Step-by-step explanation:
The vertical bar here reads "given." [tex]P(\text{A}|\text{B})=0.146[/tex] means that is the probability that A is true given that B is true is 0.146.
Consider the formula for conditional probabilities:
[tex]\displaystyle P(\text{A}|\text{B}) = \frac{P(\text{A}\cap\text{B})}{P(\text{B})}[/tex].

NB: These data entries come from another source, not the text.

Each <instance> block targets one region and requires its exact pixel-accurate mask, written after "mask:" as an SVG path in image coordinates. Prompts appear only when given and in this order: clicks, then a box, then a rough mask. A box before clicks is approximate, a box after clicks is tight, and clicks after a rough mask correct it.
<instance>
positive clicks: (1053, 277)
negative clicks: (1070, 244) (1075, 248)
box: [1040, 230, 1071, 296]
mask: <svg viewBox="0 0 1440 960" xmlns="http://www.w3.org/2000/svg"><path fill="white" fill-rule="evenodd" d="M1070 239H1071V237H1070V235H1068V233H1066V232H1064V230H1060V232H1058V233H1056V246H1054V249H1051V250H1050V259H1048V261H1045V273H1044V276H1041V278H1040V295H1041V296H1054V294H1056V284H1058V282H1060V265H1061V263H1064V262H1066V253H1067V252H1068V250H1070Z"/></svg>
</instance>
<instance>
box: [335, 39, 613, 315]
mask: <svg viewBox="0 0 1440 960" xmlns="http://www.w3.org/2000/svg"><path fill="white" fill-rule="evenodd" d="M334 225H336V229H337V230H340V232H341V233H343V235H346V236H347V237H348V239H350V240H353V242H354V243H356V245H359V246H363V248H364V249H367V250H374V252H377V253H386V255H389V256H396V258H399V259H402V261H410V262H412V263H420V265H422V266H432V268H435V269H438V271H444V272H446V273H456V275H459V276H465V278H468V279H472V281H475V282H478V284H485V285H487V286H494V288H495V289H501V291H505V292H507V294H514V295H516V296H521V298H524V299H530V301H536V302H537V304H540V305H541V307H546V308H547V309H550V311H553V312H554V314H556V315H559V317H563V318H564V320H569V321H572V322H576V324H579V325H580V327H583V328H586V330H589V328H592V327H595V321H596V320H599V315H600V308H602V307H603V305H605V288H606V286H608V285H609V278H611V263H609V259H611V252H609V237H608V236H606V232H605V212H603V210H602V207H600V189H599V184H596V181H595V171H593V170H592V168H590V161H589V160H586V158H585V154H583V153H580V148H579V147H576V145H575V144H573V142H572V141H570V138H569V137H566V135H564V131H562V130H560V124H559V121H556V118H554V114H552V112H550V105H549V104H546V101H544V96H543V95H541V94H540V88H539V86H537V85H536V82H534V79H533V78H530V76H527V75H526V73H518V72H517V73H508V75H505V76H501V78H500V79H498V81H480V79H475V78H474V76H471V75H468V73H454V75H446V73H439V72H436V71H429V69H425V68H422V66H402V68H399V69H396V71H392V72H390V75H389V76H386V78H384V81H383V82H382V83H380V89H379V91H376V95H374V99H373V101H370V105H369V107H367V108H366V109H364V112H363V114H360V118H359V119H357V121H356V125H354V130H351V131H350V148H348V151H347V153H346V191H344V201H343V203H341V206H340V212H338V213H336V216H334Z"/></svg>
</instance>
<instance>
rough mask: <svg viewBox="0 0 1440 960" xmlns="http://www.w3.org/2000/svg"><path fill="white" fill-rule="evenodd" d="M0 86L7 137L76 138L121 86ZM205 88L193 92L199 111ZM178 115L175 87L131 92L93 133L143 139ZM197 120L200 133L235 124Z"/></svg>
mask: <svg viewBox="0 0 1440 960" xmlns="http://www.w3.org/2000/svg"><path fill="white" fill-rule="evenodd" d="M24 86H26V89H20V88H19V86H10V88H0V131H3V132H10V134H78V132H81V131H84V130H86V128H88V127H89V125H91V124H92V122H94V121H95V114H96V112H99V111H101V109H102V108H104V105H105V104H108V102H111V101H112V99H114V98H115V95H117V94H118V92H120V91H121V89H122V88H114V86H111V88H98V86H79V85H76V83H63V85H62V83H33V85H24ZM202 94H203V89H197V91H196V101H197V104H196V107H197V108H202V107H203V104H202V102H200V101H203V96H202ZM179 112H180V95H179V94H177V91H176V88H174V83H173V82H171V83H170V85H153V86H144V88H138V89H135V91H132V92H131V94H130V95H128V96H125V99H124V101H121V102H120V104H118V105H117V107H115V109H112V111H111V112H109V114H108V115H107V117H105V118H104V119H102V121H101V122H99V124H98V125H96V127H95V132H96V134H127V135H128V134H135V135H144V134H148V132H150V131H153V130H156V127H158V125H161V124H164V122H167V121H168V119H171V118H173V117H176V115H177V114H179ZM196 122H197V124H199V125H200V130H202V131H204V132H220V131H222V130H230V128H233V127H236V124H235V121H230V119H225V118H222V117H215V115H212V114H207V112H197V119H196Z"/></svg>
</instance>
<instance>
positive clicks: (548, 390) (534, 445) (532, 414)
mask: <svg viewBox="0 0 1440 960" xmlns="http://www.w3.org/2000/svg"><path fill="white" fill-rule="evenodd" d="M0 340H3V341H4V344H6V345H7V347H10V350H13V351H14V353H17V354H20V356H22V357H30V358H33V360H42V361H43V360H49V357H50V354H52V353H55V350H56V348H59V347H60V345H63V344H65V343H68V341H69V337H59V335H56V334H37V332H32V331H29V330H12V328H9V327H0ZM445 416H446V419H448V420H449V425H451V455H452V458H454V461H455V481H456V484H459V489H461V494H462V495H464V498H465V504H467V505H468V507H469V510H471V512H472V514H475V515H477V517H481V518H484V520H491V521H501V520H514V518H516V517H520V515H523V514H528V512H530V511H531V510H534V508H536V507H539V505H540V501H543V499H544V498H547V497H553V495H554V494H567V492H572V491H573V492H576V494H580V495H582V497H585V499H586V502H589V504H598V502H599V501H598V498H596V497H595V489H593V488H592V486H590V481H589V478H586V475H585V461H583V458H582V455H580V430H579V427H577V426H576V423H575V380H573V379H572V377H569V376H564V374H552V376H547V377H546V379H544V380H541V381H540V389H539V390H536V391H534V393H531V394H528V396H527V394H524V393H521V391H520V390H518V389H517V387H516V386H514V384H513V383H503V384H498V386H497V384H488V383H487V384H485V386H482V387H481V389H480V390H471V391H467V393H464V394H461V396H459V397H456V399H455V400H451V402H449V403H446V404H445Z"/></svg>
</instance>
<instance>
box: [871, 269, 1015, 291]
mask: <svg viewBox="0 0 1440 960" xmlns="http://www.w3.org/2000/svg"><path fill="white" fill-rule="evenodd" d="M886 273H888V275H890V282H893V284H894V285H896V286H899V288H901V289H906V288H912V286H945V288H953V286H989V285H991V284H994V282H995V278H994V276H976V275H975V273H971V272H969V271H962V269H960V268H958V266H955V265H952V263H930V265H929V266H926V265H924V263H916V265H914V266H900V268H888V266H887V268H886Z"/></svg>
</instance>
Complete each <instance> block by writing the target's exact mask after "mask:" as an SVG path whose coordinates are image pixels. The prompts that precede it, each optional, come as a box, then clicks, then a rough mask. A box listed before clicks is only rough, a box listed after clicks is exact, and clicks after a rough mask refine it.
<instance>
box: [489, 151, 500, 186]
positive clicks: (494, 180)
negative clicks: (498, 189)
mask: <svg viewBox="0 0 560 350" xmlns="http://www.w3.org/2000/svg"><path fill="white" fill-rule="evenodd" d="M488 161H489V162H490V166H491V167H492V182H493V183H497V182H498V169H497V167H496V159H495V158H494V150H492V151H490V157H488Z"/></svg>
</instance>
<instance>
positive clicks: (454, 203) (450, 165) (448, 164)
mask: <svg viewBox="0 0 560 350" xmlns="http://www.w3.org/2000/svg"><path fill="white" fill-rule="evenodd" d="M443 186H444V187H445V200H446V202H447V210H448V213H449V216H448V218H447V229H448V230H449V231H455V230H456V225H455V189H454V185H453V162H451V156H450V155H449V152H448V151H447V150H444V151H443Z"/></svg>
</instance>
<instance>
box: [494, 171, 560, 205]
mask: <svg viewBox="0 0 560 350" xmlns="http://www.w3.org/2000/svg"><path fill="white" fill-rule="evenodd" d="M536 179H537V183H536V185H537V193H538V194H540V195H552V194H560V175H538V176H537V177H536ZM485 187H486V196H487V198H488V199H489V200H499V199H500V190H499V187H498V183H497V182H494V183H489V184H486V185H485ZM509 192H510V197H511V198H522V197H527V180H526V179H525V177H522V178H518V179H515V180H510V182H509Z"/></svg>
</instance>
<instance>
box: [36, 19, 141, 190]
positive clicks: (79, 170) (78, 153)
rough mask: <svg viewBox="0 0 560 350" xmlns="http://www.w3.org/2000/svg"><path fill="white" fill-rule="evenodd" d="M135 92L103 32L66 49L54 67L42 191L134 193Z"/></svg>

Multiply both sides by [tex]P(\text{B})[/tex], the probability of B:
[tex]\displaystyle P(\text{A}|\text{B})\cdot P(\text{B}) = \frac{P(\text{A}\cap\text{B})}{P(\text{B})} \cdot P(\text{B})[/tex].
[tex]\displaystyle P(\text{A}|\text{B})\cdot P(\text{B}) = {P(\text{A}\cap\text{B})}[/tex].
Both [tex]P(\text{A}|\text{B})[/tex] and [tex]P(\text{B})[/tex] are given, and the question is asking for [tex]P(\text{A}\cap\text{B})[/tex].
[tex]P(\text{A}\cap\text{B}) = P(\text{A}|\text{B})\cdot P(\text{B}) = 0.146 \times 0.48=0.07008[/tex].